[189] The woodcut, fig. 22, is a reduction of part of this drawing.

[190] The case of Ranger v. the Great Western Railway Company.

[191] See above, p. [192].

[192] The remainder of this letter is printed above, p. [192].

[193] Although Mr. Brunel endeavoured, as far as possible, to lay aside work during his visits to Watcombe, he found occasions for the use of his mechanical knowledge. He prepared tools for transplanting young trees; he did not, however, succeed in making them flourish as well as before they were transplanted, though he attended to the work himself, and took care that a large amount of earth was moved with the tree. The bridge of rough poles across the turnpike road between Teignmouth and Torquay is as good of its kind as his larger works.

[194] On June 10, 1830, when he was twenty-four years old, Mr.
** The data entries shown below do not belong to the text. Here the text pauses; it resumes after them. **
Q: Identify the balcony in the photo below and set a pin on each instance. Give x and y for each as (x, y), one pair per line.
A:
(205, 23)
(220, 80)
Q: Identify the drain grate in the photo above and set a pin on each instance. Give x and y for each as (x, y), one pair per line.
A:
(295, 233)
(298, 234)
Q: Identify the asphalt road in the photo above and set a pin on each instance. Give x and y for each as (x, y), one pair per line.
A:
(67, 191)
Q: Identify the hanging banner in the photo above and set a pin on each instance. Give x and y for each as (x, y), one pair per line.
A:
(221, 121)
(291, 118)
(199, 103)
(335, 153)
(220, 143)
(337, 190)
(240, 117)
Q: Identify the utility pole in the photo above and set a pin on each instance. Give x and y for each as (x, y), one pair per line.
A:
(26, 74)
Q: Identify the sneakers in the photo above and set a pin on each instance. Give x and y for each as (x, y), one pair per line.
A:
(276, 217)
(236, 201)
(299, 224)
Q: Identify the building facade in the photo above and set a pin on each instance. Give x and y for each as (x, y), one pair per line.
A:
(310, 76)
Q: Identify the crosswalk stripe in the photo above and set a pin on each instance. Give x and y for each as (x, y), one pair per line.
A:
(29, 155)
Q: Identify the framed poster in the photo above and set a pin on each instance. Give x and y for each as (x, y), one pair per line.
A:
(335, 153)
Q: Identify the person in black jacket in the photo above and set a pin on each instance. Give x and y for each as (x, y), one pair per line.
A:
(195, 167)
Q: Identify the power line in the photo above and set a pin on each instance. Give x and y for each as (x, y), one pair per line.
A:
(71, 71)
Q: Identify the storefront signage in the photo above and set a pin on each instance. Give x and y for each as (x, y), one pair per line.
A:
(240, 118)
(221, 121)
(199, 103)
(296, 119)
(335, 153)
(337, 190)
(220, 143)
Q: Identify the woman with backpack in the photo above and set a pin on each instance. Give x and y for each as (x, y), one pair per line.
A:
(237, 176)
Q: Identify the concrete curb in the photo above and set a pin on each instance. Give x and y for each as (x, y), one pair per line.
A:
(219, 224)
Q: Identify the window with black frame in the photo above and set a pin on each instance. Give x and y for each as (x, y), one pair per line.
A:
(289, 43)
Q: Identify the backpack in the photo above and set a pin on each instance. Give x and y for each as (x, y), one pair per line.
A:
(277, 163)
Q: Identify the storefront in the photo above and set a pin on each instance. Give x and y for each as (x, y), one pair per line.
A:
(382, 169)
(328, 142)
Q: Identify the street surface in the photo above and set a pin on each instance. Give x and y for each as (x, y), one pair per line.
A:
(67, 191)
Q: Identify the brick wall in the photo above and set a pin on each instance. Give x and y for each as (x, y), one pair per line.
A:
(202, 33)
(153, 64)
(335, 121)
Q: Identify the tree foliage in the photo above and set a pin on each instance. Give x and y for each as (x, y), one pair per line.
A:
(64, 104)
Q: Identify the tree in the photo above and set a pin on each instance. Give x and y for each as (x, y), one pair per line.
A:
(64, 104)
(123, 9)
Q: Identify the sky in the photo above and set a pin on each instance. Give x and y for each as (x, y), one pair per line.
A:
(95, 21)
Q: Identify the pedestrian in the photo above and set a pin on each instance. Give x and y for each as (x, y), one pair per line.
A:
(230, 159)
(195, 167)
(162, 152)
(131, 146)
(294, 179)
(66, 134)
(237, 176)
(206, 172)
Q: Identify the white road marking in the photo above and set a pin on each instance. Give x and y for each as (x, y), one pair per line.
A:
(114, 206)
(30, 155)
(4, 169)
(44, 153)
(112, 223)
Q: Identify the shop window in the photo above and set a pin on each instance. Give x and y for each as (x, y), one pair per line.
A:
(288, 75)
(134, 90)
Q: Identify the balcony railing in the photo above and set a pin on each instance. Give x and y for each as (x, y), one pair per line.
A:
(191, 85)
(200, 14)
Brunel was elected a Fellow of the Royal Society. He subsequently became a member of most of the other scientific societies; but he rarely attended any meetings, except those of the Institution of Civil Engineers.

[195] At the beginning of 1858, on the expiration of Mr. Robert Stephenson’s term of office as President of the Institution of Civil Engineers, Mr. Brunel came next in rotation for election; but his failing health, and the pressure of his professional duties, led him to request that he might not then be put in nomination.—- See Inaugural Address of John Fowler, Esq., January 9, 1866.
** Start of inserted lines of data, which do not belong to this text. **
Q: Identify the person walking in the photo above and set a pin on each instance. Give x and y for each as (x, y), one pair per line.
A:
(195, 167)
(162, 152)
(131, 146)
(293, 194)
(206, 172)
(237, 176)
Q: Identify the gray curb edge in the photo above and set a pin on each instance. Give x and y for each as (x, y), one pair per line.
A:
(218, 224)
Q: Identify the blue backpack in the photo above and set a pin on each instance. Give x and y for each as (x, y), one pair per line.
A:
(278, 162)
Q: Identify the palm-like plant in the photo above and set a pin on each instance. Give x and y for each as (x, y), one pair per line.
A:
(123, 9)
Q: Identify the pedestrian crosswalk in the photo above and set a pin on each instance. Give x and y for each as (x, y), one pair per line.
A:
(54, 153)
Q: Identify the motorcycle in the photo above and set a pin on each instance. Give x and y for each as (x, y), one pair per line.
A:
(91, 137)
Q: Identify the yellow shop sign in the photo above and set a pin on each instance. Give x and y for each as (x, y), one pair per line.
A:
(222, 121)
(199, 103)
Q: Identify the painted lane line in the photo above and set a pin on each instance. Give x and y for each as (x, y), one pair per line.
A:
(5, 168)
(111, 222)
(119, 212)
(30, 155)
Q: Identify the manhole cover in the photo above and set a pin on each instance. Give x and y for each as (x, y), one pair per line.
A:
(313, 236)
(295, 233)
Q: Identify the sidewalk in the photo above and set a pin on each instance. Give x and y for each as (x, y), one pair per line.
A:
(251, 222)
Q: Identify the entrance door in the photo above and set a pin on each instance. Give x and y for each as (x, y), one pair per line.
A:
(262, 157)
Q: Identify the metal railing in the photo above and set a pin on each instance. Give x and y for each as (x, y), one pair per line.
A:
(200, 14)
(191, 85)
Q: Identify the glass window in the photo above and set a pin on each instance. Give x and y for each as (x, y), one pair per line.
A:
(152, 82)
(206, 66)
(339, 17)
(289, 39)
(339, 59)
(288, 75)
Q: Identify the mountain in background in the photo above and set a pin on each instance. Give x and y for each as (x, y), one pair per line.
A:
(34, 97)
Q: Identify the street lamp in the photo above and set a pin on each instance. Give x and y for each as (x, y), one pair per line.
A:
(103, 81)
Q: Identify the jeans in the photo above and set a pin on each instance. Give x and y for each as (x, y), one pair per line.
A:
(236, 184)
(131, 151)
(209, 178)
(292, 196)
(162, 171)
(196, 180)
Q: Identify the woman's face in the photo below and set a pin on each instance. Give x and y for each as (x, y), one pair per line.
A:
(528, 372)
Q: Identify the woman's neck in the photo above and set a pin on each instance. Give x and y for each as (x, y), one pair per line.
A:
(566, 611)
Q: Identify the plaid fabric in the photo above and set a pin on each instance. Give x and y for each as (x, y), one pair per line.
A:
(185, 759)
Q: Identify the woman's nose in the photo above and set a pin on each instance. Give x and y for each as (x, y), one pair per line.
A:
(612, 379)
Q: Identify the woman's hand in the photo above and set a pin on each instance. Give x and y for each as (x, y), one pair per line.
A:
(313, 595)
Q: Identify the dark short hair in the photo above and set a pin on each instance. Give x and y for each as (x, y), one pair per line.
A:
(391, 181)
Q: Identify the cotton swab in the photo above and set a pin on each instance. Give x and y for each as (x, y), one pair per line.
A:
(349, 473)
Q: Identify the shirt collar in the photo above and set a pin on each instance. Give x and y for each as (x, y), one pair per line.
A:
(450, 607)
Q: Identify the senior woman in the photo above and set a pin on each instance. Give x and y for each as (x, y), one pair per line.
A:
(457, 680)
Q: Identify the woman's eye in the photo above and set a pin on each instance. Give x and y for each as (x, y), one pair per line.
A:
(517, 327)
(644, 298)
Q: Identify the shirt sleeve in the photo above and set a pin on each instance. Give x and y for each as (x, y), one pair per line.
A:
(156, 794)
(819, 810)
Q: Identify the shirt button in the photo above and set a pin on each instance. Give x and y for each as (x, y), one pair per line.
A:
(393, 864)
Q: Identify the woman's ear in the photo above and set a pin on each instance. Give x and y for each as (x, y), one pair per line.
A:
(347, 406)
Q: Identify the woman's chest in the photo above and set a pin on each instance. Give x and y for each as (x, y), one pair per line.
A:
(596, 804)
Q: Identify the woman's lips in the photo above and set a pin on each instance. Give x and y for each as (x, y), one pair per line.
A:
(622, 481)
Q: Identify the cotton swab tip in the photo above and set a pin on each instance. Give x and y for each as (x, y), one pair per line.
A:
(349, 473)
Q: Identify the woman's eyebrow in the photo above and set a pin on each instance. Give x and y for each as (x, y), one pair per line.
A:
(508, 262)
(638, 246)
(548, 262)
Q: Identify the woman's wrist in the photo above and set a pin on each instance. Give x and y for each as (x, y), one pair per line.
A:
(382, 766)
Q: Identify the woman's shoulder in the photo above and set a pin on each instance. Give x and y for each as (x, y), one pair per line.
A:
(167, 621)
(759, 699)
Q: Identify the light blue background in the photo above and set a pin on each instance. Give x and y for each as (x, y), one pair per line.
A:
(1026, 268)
[196] A drawing of their Nile boat, the ‘Florence,’ which he made for his daughter, exhibits the same beautiful minuteness which appears in all his early sketches for the Clifton bridge and Great Western Railway.

[197] Mr. Brunel’s Nile boat, being of iron, could not safely go up the Cataracts.

[198] A few weeks after Mr. Brunel’s death, a meeting of his friends was held, when it was determined to raise some memorial to him. A statue was made by the late Baron Marochetti, and a site for it promised by the First Commissioner of Works; but it has not yet been erected.